Realizado no Museu de Arte do Espírito Santo (MAES), entre 2003 e 2005, o 10 Maes Vídeo, que tinha por slogan “A arte do vídeo no museu”, foi uma das iniciativas mais importantes desse período. Ao promover, pela primeira vez no Estado, a realização de sessões e debates que colocavam em retrospectiva a carreira dos principais videomakers capixabas, dava-se uma visão da amplitude dessa produção, promovendo inclusive o encontro entre diversas gerações – inclusive de futuros realizadores, então estudantes, que pela primeira vez tinham contato tanto com obras há muito tempo fora de circulação quanto com os últimos experimentos de nossos realizadores. Dos experimentos da Canalhada, Balão Mágico e Éden Dionisíaco e os vídeo-documentários de Amylton e Clóves Mendes nos anos 80 à geração que na virada do século colocou o Estado no circuito dos festivais e mostras de videoarte (Jean R., Lobo Pasolini, Mirabólica, Joel Vieira, Elisa Queiroz): praticamente todo mundo passou pelo 10 Maes Vídeo –ressaltando mais uma vez o papel de Margarete na formação de acervos e preservação de obras fundamentais para o audiovisual capixaba.

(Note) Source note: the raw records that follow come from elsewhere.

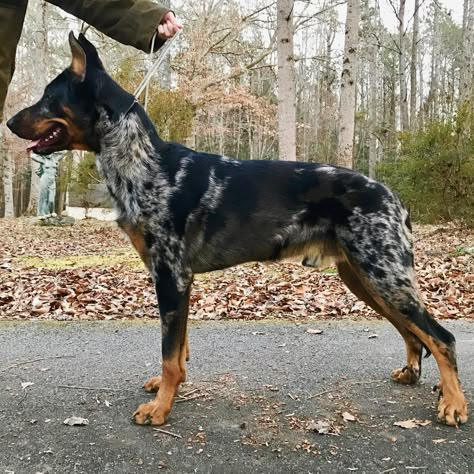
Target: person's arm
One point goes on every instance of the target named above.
(131, 22)
(37, 158)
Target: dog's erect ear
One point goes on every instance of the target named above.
(79, 62)
(110, 95)
(92, 56)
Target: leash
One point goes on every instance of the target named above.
(144, 85)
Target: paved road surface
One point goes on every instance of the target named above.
(246, 408)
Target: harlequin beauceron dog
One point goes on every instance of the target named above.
(187, 212)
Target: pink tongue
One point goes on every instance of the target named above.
(33, 144)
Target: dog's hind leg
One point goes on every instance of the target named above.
(410, 373)
(389, 279)
(173, 303)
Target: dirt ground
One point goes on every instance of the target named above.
(90, 272)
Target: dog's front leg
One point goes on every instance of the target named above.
(173, 302)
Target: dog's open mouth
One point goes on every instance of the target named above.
(53, 136)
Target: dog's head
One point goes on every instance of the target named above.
(65, 117)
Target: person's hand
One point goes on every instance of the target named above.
(168, 26)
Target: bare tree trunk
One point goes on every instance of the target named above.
(7, 175)
(373, 116)
(414, 63)
(402, 67)
(286, 81)
(41, 75)
(433, 101)
(466, 81)
(348, 87)
(165, 68)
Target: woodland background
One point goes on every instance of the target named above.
(384, 86)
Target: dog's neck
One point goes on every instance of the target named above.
(129, 157)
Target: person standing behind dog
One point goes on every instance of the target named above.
(131, 22)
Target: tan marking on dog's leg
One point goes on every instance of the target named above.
(356, 283)
(157, 410)
(452, 407)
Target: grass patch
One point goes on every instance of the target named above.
(131, 260)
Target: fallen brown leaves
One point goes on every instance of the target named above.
(250, 291)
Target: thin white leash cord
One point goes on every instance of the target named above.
(144, 85)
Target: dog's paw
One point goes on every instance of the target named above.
(406, 375)
(149, 413)
(153, 384)
(452, 408)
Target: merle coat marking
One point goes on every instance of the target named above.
(188, 212)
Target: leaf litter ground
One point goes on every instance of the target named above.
(89, 271)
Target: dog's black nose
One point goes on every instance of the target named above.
(11, 123)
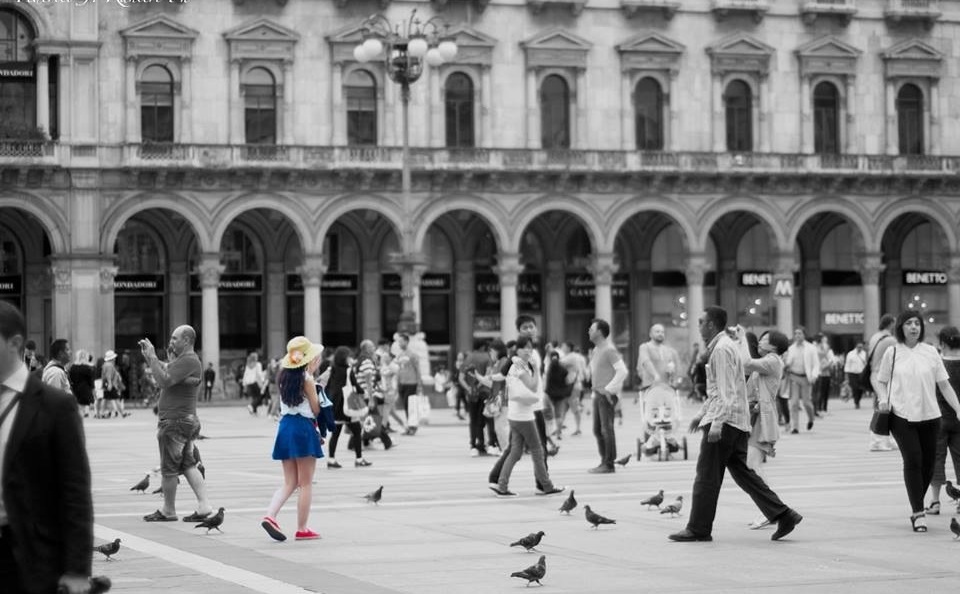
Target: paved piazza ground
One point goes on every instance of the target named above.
(439, 529)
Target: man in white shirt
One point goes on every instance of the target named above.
(853, 366)
(801, 367)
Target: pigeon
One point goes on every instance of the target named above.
(952, 492)
(674, 508)
(213, 522)
(143, 485)
(568, 504)
(534, 573)
(529, 541)
(108, 549)
(374, 496)
(654, 500)
(595, 518)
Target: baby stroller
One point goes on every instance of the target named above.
(661, 414)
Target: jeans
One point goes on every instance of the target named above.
(947, 439)
(603, 413)
(918, 447)
(524, 434)
(729, 453)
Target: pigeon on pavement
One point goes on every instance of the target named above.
(595, 518)
(374, 496)
(674, 508)
(534, 573)
(143, 485)
(213, 522)
(569, 503)
(529, 541)
(654, 500)
(108, 549)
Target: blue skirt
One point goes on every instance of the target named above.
(297, 437)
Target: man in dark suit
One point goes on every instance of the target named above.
(46, 507)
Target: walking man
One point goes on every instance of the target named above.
(608, 372)
(178, 425)
(725, 421)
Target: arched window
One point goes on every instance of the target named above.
(648, 110)
(458, 108)
(826, 119)
(156, 105)
(260, 100)
(554, 113)
(360, 90)
(738, 101)
(18, 102)
(910, 120)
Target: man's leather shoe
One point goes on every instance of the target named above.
(786, 523)
(686, 536)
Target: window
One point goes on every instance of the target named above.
(361, 94)
(554, 113)
(738, 102)
(826, 119)
(648, 109)
(910, 120)
(260, 114)
(156, 105)
(458, 108)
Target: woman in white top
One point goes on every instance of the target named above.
(907, 383)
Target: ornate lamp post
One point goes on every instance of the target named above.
(404, 47)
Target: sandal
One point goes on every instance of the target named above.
(158, 516)
(919, 522)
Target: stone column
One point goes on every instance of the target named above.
(132, 102)
(234, 113)
(339, 123)
(953, 289)
(210, 270)
(782, 291)
(891, 103)
(871, 267)
(43, 93)
(806, 119)
(463, 302)
(312, 272)
(696, 270)
(602, 268)
(533, 110)
(508, 269)
(719, 129)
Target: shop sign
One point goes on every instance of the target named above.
(232, 283)
(138, 283)
(581, 292)
(843, 318)
(924, 277)
(429, 281)
(487, 292)
(10, 70)
(10, 284)
(329, 283)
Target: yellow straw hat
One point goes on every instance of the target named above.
(300, 351)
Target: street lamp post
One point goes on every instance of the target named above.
(404, 47)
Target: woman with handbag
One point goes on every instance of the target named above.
(907, 383)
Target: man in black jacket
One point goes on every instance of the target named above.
(46, 507)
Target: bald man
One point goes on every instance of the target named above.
(657, 362)
(178, 425)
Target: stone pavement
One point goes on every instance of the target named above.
(440, 530)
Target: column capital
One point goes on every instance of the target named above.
(870, 267)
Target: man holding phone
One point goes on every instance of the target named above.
(178, 425)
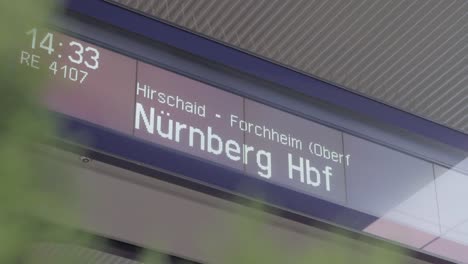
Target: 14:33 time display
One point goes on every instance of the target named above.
(67, 57)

Por essas e tantas outras iniciativas, e por sua generosidade tanto em produzir e fazer circular imagens e memórias da vida cultural capixaba, quanto em abrir espaço para novos olhares e debates, além de abordar temas fundamentais em seus filmes, a contribuição de Margarete Taqueti para o audiovisual capixaba é imensa – e, por isso mesmo merece sempre ser lembrada e homenageada. E que venham mais e mais projetos e filmes, para deleite do público capixaba!

Erly Vieira Jr é cineasta, curador do Festival de Vitória e professor do Departamento de Comunicação Social e dos programas de pós-graduação em Artes (PPGA) e Comunicação (POSCOM) da Ufes.